Obsession, or What Separates the Ladies from the Girls

Day 3 on the Loraine project. She and my 1ghz G4 successfully see each other now, although the G4 software is too new for the poor old SE to mount any shares on the newer machine. I have an NT box that is getting updated so it can run a system 7 style server so hopefully the SE will see that.

I watched the first disc of Serial Experiment: Lain last night. It wasn't exactly the best anime I've seen, but it still ranks up there as pretty good. In it, a young girl seemingly communicates with the dead inadvertently through her computer, aka the Navi. The plot was pretty twisty, but Lain's character metamorphosis from young, popular schoolgirl to obsessive computer geek was pretty gripping and amusing to watch.

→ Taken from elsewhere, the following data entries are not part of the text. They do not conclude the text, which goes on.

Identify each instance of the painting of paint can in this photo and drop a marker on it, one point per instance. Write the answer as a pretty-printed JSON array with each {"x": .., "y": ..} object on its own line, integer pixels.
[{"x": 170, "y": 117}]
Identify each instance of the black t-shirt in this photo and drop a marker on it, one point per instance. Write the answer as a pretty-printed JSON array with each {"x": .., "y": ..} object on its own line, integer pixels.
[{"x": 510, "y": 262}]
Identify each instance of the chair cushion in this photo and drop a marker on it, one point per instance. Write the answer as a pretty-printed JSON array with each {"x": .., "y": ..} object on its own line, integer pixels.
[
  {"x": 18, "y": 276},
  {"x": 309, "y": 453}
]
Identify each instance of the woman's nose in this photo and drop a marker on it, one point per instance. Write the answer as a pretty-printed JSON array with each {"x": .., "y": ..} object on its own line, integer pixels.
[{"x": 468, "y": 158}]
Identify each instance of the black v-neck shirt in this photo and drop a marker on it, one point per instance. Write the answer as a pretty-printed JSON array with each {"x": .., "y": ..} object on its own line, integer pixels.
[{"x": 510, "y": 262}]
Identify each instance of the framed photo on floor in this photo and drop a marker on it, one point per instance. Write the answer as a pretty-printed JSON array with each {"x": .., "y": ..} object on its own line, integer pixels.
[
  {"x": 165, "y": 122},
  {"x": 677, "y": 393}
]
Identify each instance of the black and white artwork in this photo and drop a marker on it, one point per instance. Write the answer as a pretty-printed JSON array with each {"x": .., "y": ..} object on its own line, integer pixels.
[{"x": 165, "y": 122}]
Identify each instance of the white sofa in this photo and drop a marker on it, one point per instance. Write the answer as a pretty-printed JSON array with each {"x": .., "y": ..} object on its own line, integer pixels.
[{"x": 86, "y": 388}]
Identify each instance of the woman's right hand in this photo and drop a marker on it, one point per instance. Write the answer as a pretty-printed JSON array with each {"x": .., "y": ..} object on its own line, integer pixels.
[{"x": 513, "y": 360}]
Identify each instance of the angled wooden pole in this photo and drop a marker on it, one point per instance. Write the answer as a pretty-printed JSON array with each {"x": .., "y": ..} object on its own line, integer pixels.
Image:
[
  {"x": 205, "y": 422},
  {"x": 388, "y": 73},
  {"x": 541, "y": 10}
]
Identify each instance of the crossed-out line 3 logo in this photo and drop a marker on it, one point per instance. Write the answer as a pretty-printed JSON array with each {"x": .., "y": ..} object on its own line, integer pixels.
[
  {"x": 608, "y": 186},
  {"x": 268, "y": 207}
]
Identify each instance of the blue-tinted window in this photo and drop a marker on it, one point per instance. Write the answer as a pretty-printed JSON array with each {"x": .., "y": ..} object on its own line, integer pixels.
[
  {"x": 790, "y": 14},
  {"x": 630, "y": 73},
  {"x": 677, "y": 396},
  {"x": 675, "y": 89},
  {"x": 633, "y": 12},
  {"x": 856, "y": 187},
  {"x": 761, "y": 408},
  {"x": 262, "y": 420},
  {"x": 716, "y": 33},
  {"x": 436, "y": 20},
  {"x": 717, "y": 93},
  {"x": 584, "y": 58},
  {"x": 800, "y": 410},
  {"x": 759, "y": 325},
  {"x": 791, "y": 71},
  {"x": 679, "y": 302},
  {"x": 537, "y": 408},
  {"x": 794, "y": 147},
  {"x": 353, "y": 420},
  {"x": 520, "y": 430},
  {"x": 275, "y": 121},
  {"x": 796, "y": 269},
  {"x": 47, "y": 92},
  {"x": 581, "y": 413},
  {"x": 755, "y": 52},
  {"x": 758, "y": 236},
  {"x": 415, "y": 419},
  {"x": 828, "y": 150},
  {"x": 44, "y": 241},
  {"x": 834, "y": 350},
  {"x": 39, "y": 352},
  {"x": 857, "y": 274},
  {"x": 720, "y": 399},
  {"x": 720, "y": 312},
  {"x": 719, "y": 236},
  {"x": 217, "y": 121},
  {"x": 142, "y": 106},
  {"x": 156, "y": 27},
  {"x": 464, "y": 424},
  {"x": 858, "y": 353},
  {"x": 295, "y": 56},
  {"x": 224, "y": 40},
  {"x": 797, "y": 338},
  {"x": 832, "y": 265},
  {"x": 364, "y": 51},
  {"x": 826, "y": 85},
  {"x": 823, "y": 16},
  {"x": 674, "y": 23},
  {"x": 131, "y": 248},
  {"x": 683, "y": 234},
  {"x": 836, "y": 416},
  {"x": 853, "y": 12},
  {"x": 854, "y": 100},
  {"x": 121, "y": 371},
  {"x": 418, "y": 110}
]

The movie was filled with Apple and BeOS references. Lain's Navi was from a Japanese company whose name translates to "Orange". :) She had a portable Newton-inspired hand held Navi. There are small computers in the series that look like a sharp-edged iMac.

Lain's dilemma of finding out why she could talk with the dead struck a chord with me as a software engineer. I realized in our field, you cannot survive or do well without an ample dose of obsession. Mostly because the majority of people would find the long hours sitting behind a console typing, testing, compiling over and over to perfection boring or repetitive. However, I've watched my colleagues and myself play siege against a particularly nasty bug for hours on end. Even when the bug is in the OS, the challenge to our programming honor is enough that it genuinely bothers us to have let something go broken or unsolved.

I think this generalization applies to all the creative fields. Artists will take the most mundane things normal humans see no potential in, such as small tiles. They repeat actions over and over to make a beautiful work of art, such as a mosaic. Steve Jobs is notoriously obsessive over his company's products, which are famous worldwide for their beauty and design. The Woz, when he still did work for Apple, was as obsessive over the beauty of the Apple's internal design of motherboards. Lain obsesses over her problems until she transcends them entirely and enters a more beautiful realm of existence.

Well, enough heavy thought for now. I will probably continue obsessing over my herd of Macs until Loraine is online. However, to celebrate me deciphering Localtalk and the version compatibility problems, I have added more movies to the Netflix queue. New on the list are some classic Woody Allen (Purple Rose of Cairo, Sleeper) and Romeo + Juliet.